Once you have completed your boolean query system please run it on the following queries and list the  relative paths (e.g. “ ./gov/documents/92/G00-92-0775281") of the retrieved documents in your answers pdf file (HINT: none of the queries below give more than 10 results, and Query 0 has been done for you

so that you can check your system). Please double check that you are not using an index built with a modified version of process_tokens in string_processing.py.

Query0: “Welcoming

Answer:

•     ./gov/documents/31/G00-31-2565694

•     ./gov/documents/42/G00-42-4180551

•     ./gov/documents/85/G00-85-0255215

•     ./gov/documents/86/G00-86-2161870

•     ./gov/documents/86/G00-86-4087434

•     ./gov/documents/97/G00-97-2878104

•     ./gov/documents/98/G00-98-1962568

Query1: “unwelcome OR sam

Query2: “ducks AND water

Query3: “plan AND water AND wage

Query4: “plan OR record AND water AND wage

Query5: "space AND engine OR football AND placement"

Make sure you submit your code for this question as well as your answers.

Question 5: Evaluating IR Systems (20%)

Put your answers to the following two questions in your answers pdf file.

a.    Explain how you can evaluate your boolean query system.
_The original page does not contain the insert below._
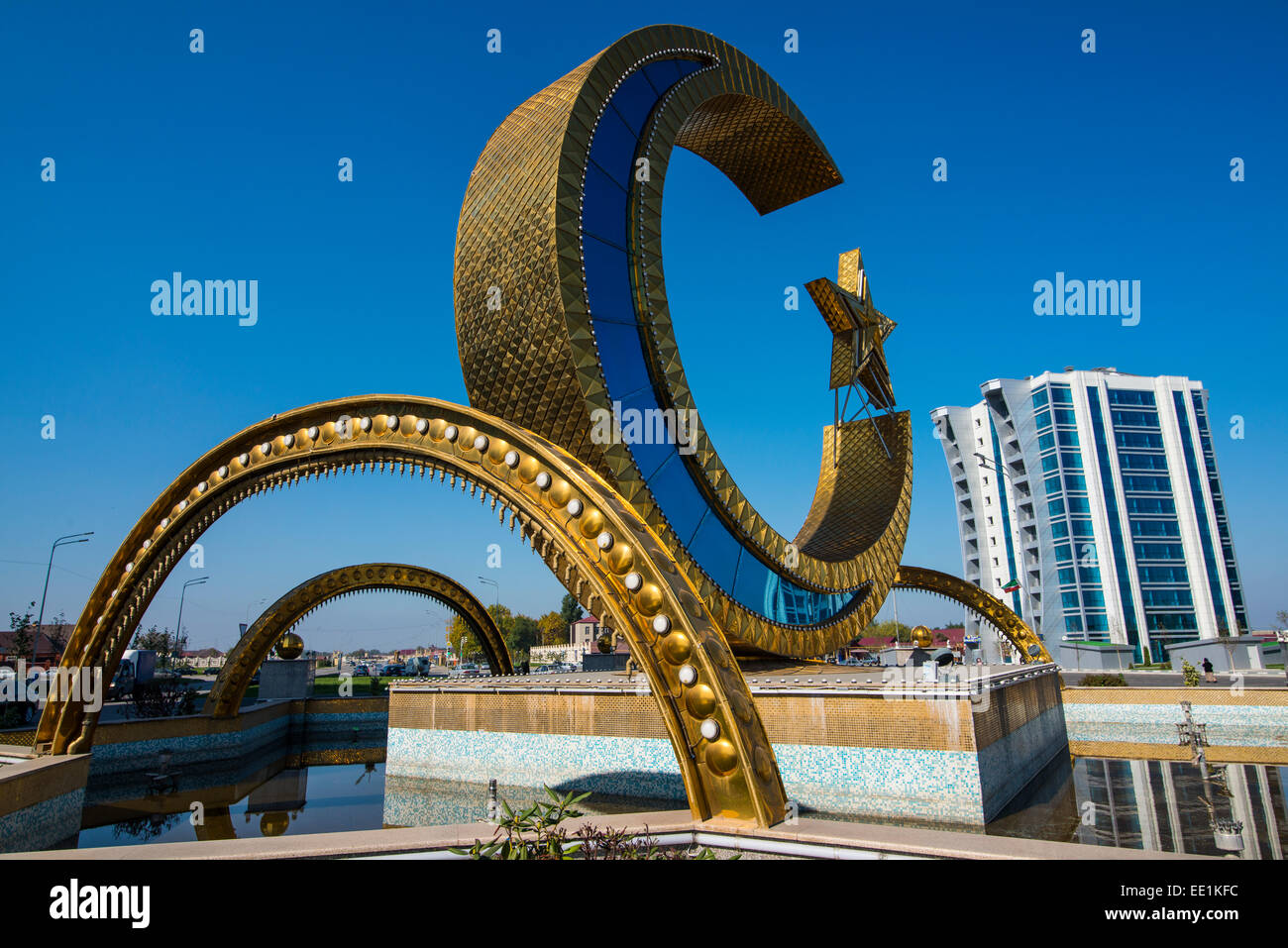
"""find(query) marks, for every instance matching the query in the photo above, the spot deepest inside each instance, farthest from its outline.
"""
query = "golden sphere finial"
(290, 646)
Your answer should at a minimum  consider : what data you would need (e.g. queries and ground truth), the challenges that you   would have to face getting this data, what metrics are appropriate, and why these metrics are appropriate.

b.    Now consider the case where the output of your boolean query system is going to be re-ranked and only the top 10 results displayed.  Explain how you could evaluate this combined boolean   query and re-ranking system. Your answer should at a minimum consider: what data you would need (e.g. queries and ground truth), the challenges that you would have to face getting this     data, what metrics are appropriate, and why these metrics are appropriate.